Elimination: 20% to 25% excreted in urine


Usual Dosage

Oral:

Adults:

Hydrochloride: 65 mg every 3-4 hours as needed for pain; maximum: 390 mg/day

Napsylate: 100 mg every 4 hours as needed for pain; maximum: 600 mg/day

Dosing comments in renal impairment: Clcr <10 mL/minute: Avoid use

Hemodialysis: Not dialyzable (0% to 5%)

Dosing adjustment in hepatic impairment: Reduced doses should be used


Dietary Considerations

Alcohol: Additive CNS effects, avoid or limit alcohol; watch for sedation

Food: May decrease rate of absorption, but may slightly increase bioavailability

Glucose may cause hyperglycemia; monitor blood glucose concentrations


Monitoring Parameters

Pain relief, respiratory and mental status, blood pressure


Reference Range

Therapeutic: Ranges published vary between laboratories and may not correlate with clinical effect

Therapeutic concentration: 0.1-0.4 mg/mL (SI: 0.3-1.2 mmol/L)

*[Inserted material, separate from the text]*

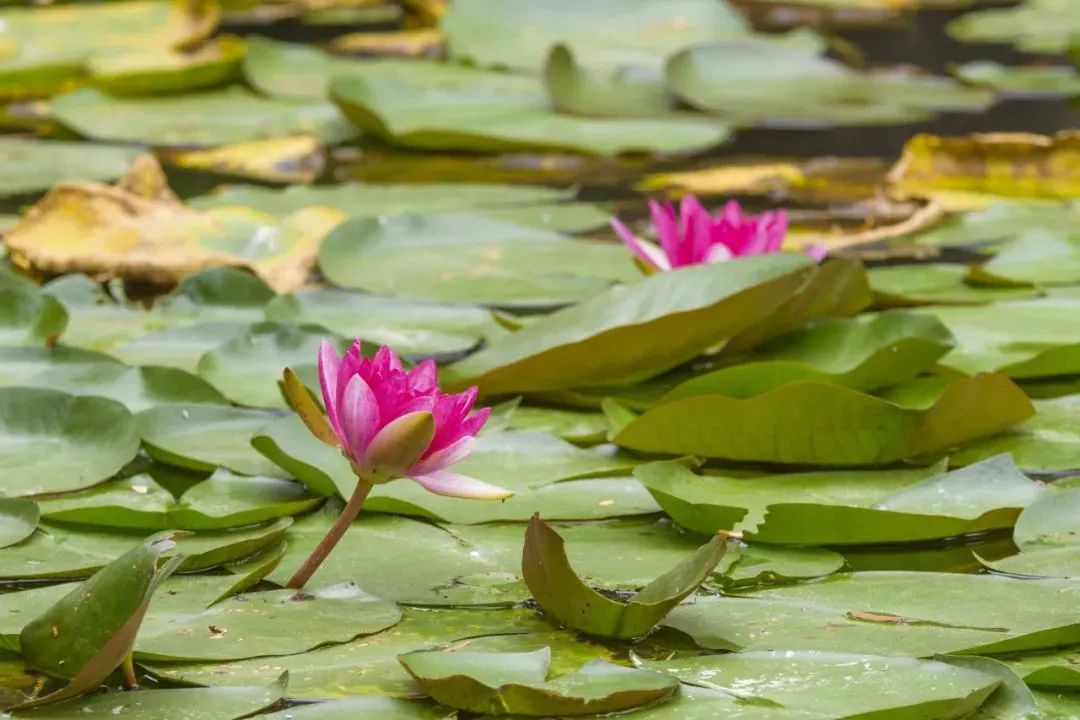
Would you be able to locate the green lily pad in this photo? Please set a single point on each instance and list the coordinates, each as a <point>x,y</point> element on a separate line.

Toxic: >0.5 mg/mL (SI: >1.5 mmol/L)


Test Interactions

False-positive methadone test


Mental Health: Effects on Mental Status

Dizziness, drowsiness, insomnia, and paradoxical excitement are common; may cause nervousness, restlessness, confusion; may rarely cause depression or hallucinations


Mental Health: Effects on Psychiatric Treatment

Concurrent use with psychotropics may produce additive sedation as well as increase their serum levels; monitor for altered clinical response or preferably, use a different analgesic


Dental Health: Local Anesthetic/Vasoconstrictor Precautions

No information available to require special precautions


Dental Health: Effects on Dental Treatment

No effects or complications reported


Patient Information

Take as directed; do not take a larger dose or more often than prescribed. Do not use alcohol, other prescription or OTC sedatives, tranquilizers, antihistamines, or pain medications without consulting prescriber. May cause dizziness, drowsiness, or impaired judgment; avoid driving or engaging in tasks requiring alertness until response to drug is known. If you experience vomiting or loss of appetite, frequent mouth care, small frequent meals, chewing gum, or sucking lozenges may help. Increased fluid intake, exercise, fiber in diet may help with constipation (if unresolved consult prescriber). Report unresolved nausea or vomiting, difficulty breathing or shortness of breath, or unusual weakness. Pregnancy/breast-feeding precautions: Inform prescriber if you are or intend to be pregnant. Breast-feeding women should take this drug 4-5 hours before nursing.


Nursing Implications

Monitor pain relief, respiratory and mental status, blood pressure, excessive sedation


Dosage Forms

Capsule, as hydrochloride: 65 mg

Tablet, as napsylate: 100 mg


References

"Drugs for Pain," Med Lett Drugs Ther, 1998, 40(1033):79-84.

Ferrell BA, "Pain Management in Elderly People," J Am Geriatr Soc, 1991, 39(1):64-73.

Finkle BS, "Self-Poisoning With Dextropropoxyphene and Dextropropoxyphene Compounds: The USA Experience," Hum Toxicol, 1984, 3(Suppl):115S-134S.

Hasday JD and Weintraub M, "Propoxyphene in Children With Iatrogenic Morphine Dependence," Am J Dis Child, 1983, 137(8):745-8.

Lawson AA and Northridge DB, "Dextropropoxyphene Overdose. Epidemiology, Clinical Presentation, and Management," Med Toxicol Adverse Drug Exp, 1987, 2(6):430-44.

Proudfoot AT, "Clinical Features and Management of Distalgesic Overdose," Hum Toxicol, 1984, 3(Suppl):85S-94S.

Stork CM, Redd JT, Fine K, et al, "Propoxyphene-Induced Wide QRS Complex Dysrhythmia Responsive to Sodium Bicarbonate - A Case Report," J Toxicol Clin Toxicol, 1995, 33(2):179-83.

Tennant FS Jr, "Complications of Propoxyphene Abuse," Arch Intern Med, 1973, 132(2):191-4.

Wetli CV and Bednarczyk LR, "Deaths Related to Propoxyphene Overdose: A Ten Year Assessment," South Med J, 1980, 73(9):1205-9.